FIG 3 .

Signaling pathways implicated in macrophage inflammatory activation by S. pneumoniae NanA. (A) THP-1 cells were infected with WT S. pneumoniae or ΔNanA mutant at an MOI = 10. At the indicated times, cell lysates were analyzed by immunoblotting for ERK1/2 phosphorylation and IκB degradation. SHP-2 recruitment to Siglec-5 was revealed by immunoprecipitating cell lyates with anti-Siglec-5 Ab, followed by probing with anti-SHP-2 Ab. (B) Knockdown of Siglec-5 expression by RNA interference. THP-1 cells were infected with lentiviruses carrying control shRNA (thin line) or Siglec-5 targeting shRNA (dashed line), and the knockdown efficiency was determined by FACS analysis with APC-conjugated anti-Siglec-5 MAb to measure cell surface Siglec-5 expression.
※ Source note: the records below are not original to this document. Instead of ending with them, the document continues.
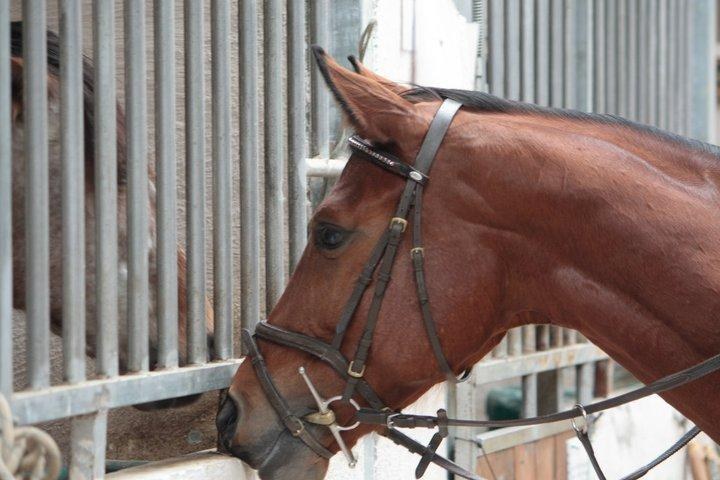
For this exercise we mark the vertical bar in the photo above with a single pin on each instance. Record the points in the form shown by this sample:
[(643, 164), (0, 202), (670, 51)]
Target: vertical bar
[(512, 55), (599, 57), (138, 223), (703, 80), (556, 52), (73, 188), (274, 140), (663, 95), (36, 191), (585, 374), (496, 57), (88, 439), (621, 59), (297, 130), (165, 154), (570, 46), (6, 353), (106, 233), (653, 61), (610, 37), (195, 180), (249, 169), (632, 60), (542, 55), (222, 179), (643, 66)]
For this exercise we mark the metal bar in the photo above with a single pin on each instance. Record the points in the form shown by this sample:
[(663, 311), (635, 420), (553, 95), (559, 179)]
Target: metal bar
[(106, 233), (599, 63), (651, 89), (663, 94), (73, 188), (496, 44), (195, 180), (35, 110), (643, 65), (556, 53), (138, 300), (6, 347), (249, 168), (512, 52), (222, 180), (610, 37), (497, 369), (703, 96), (88, 437), (542, 58), (165, 156), (87, 397), (621, 58), (320, 111), (274, 140), (297, 130), (632, 63)]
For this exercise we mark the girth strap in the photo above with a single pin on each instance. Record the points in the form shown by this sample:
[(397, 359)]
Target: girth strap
[(294, 424)]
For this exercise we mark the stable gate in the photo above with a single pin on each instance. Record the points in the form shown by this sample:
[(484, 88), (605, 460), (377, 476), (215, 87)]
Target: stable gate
[(647, 60)]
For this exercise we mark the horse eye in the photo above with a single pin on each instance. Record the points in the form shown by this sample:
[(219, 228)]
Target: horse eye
[(330, 237)]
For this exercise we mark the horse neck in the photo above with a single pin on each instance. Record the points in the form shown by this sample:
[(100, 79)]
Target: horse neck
[(611, 234)]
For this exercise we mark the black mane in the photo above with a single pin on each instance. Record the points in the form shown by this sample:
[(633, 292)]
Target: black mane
[(485, 102)]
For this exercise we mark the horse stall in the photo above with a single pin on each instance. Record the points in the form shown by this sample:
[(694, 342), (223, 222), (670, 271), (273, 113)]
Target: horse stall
[(173, 153)]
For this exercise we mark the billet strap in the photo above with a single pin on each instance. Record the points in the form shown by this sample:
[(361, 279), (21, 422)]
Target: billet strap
[(385, 160), (582, 435), (292, 422)]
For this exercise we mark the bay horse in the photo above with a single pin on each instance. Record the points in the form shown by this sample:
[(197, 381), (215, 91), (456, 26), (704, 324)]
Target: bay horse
[(585, 221), (55, 213)]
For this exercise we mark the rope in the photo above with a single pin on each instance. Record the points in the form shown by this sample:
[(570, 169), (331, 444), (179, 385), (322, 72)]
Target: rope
[(26, 453)]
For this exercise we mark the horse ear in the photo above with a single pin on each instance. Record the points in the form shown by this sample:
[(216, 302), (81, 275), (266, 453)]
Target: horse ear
[(360, 69), (377, 113)]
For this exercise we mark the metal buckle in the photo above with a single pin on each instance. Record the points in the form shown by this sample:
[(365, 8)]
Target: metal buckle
[(398, 221), (577, 429), (388, 422), (353, 373)]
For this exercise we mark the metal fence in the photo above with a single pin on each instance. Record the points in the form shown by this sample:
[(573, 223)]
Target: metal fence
[(646, 60)]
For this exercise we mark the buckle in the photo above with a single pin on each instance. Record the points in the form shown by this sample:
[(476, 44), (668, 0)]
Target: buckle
[(398, 221), (353, 373)]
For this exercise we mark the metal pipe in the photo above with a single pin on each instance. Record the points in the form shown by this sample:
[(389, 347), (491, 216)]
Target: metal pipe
[(222, 180), (512, 52), (542, 59), (297, 130), (6, 350), (35, 111), (165, 157), (138, 300), (73, 188), (195, 181), (249, 168), (106, 233), (274, 140)]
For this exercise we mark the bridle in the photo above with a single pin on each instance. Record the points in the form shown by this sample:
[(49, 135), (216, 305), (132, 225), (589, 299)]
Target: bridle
[(379, 267)]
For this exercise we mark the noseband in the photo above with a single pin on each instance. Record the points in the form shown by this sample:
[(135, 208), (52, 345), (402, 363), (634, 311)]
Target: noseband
[(381, 261)]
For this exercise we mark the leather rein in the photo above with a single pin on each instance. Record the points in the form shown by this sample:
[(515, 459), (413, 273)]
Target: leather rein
[(378, 267)]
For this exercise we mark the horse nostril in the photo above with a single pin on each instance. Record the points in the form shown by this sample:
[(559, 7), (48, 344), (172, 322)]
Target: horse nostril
[(226, 420)]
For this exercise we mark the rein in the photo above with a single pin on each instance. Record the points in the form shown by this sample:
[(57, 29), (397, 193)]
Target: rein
[(381, 261)]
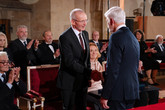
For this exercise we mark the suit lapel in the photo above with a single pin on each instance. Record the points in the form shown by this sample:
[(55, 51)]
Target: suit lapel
[(76, 40)]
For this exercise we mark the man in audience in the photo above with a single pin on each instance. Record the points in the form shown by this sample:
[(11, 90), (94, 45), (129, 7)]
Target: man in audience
[(159, 46), (121, 87), (47, 52), (74, 73), (95, 39), (10, 84), (23, 51)]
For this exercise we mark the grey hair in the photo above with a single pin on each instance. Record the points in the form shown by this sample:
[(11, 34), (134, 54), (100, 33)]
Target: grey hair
[(2, 34), (2, 53), (157, 36), (116, 13), (21, 26), (72, 13)]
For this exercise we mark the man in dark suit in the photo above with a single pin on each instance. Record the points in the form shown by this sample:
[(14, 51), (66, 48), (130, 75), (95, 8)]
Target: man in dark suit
[(10, 84), (121, 86), (159, 46), (23, 50), (47, 52), (102, 50), (74, 72)]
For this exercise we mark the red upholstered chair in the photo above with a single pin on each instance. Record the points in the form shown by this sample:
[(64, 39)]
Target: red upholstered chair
[(42, 80)]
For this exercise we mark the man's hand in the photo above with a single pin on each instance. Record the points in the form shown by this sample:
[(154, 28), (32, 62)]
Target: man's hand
[(36, 43), (29, 44), (104, 103), (96, 76), (17, 73), (57, 53)]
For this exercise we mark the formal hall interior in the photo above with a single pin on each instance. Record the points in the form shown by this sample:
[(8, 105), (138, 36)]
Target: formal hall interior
[(53, 15)]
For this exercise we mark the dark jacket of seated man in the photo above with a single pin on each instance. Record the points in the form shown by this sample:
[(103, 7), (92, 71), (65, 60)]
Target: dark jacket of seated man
[(45, 55), (10, 84), (148, 94), (47, 52)]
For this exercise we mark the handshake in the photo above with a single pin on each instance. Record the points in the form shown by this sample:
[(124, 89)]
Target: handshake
[(96, 76)]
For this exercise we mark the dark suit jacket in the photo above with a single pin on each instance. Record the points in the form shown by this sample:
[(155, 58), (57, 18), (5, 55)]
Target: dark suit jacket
[(103, 54), (74, 71), (22, 56), (121, 82), (7, 95), (45, 55), (160, 55)]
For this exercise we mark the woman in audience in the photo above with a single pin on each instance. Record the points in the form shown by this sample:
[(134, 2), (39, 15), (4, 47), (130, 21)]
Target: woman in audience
[(150, 65), (96, 86), (3, 46)]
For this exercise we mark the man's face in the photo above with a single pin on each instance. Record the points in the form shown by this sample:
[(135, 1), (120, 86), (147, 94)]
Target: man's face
[(95, 36), (2, 41), (4, 64), (160, 40), (111, 25), (48, 37), (22, 33), (80, 21)]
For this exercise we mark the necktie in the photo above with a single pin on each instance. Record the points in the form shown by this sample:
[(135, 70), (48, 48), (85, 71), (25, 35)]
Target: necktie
[(25, 43), (4, 78), (162, 48), (98, 45), (81, 42)]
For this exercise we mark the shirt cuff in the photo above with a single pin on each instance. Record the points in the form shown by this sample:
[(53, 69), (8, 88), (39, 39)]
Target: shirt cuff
[(9, 85)]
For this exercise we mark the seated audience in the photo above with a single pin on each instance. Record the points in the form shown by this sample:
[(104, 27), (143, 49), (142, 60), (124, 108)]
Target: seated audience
[(10, 84), (160, 48), (101, 47), (23, 51), (150, 65), (148, 95), (95, 85), (4, 44), (47, 52)]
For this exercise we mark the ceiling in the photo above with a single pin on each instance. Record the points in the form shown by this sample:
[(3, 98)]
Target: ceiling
[(14, 4)]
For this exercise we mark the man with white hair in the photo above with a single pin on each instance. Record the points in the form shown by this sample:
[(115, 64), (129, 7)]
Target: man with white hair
[(160, 48), (10, 84), (121, 87), (74, 72), (22, 49)]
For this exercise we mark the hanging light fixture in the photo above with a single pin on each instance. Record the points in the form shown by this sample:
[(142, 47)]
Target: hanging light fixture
[(29, 1)]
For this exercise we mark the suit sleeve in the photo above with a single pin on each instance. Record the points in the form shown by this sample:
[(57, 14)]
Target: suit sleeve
[(113, 66)]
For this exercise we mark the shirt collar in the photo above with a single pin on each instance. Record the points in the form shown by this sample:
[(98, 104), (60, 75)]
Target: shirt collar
[(23, 41), (76, 31), (120, 26)]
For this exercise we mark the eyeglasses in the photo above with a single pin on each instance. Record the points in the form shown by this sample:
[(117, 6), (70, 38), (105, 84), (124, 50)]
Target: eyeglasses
[(82, 21), (5, 62)]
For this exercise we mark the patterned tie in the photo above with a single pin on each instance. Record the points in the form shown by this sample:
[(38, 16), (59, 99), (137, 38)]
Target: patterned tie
[(4, 78), (25, 43), (81, 42)]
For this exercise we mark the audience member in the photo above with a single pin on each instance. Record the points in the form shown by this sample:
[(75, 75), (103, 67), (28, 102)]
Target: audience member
[(3, 46), (47, 52), (150, 65), (23, 51), (158, 7), (74, 72), (95, 85), (10, 84), (95, 39), (121, 87), (160, 48), (148, 94)]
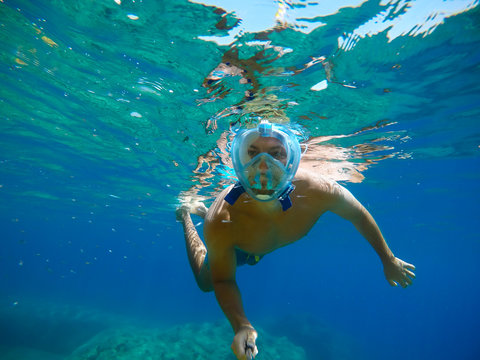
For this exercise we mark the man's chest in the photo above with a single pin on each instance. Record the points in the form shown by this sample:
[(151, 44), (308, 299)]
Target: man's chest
[(261, 235)]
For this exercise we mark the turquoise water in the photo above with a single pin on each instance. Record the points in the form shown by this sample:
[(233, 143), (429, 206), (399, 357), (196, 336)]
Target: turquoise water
[(113, 112)]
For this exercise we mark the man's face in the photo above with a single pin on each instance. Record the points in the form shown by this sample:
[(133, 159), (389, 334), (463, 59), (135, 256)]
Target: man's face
[(265, 174)]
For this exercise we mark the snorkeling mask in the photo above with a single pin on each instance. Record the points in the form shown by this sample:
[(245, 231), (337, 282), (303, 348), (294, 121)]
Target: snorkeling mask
[(265, 160)]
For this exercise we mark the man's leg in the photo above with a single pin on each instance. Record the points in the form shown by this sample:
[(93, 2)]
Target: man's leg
[(196, 251)]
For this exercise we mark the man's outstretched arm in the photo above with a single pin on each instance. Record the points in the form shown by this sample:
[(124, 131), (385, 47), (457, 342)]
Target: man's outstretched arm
[(222, 261), (397, 271)]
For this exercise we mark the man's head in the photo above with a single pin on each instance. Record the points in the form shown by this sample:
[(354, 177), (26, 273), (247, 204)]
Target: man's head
[(265, 159)]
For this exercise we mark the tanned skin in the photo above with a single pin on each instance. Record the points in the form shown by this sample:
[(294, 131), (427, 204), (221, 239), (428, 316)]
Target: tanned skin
[(258, 228)]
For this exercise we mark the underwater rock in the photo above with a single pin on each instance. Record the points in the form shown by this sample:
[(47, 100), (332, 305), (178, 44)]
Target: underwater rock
[(183, 342)]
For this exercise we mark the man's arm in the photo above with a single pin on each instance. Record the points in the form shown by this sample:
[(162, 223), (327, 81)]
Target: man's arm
[(397, 272), (222, 261)]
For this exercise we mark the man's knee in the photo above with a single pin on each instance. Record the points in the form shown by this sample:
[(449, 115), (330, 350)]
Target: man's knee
[(206, 287)]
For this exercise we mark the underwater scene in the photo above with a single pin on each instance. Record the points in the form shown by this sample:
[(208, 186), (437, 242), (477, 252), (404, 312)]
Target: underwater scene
[(116, 113)]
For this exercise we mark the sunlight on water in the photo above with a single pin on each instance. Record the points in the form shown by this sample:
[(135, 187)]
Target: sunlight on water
[(115, 98)]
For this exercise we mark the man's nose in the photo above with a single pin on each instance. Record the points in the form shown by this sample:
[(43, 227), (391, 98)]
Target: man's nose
[(263, 165)]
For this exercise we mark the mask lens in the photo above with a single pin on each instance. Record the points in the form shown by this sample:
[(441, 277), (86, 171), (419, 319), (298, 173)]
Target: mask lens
[(264, 173)]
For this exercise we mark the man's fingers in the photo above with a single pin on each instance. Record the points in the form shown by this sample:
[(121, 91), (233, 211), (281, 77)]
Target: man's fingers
[(393, 283), (411, 274)]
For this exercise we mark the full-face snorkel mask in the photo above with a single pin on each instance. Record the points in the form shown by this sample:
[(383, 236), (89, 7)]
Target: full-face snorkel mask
[(265, 160)]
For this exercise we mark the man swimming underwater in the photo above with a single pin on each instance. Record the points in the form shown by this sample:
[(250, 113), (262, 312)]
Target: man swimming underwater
[(272, 205)]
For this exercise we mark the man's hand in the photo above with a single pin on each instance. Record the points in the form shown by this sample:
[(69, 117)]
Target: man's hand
[(243, 345), (398, 272)]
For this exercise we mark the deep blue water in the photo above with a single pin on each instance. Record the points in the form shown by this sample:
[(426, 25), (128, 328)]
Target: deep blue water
[(103, 117)]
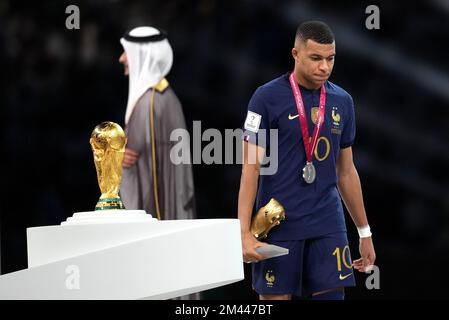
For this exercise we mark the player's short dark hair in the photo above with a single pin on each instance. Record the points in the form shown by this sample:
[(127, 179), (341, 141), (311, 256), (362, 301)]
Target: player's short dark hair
[(315, 30)]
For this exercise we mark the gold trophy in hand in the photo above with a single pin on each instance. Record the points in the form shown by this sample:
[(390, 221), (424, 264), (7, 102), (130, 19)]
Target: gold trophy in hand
[(266, 218), (108, 141)]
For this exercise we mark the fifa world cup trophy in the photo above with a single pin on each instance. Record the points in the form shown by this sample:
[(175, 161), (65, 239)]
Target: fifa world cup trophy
[(108, 141)]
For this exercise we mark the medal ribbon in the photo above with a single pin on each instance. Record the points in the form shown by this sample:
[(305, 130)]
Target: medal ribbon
[(309, 145)]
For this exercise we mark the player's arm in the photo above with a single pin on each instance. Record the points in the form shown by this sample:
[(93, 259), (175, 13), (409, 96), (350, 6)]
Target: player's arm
[(351, 192), (252, 157)]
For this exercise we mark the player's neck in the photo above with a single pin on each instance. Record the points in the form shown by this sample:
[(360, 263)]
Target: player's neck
[(304, 82)]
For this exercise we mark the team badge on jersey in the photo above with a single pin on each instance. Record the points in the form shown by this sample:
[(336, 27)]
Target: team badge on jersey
[(269, 276), (252, 122)]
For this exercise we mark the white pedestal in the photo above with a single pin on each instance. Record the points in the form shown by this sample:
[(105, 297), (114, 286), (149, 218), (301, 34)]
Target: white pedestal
[(127, 260)]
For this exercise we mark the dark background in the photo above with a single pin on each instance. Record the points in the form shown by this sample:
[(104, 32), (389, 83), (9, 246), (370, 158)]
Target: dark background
[(57, 84)]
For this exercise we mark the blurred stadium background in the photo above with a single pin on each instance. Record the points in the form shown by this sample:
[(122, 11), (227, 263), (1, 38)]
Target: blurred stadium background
[(57, 84)]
THP-1 cells stained with APC-conjugated isotype MAb (solid gray) and anti-Siglec-5 MAb (thick line) served as negative and positive controls, respectively. (C) Control or Siglec-5 knockdown THP-1 cells were infected with WT S. pneumoniae or ΔNanA mutant at MOI = 10 for 3 h, and the culture supernatants were collected to determine TNF-α concentrations. Experiments were conducted twice with biological duplicates. Statistical analysis was performed by one-way ANOVA with Tukey’s posttest. ***, P < 0.001; **, P < 0.01; *, P < 0.05.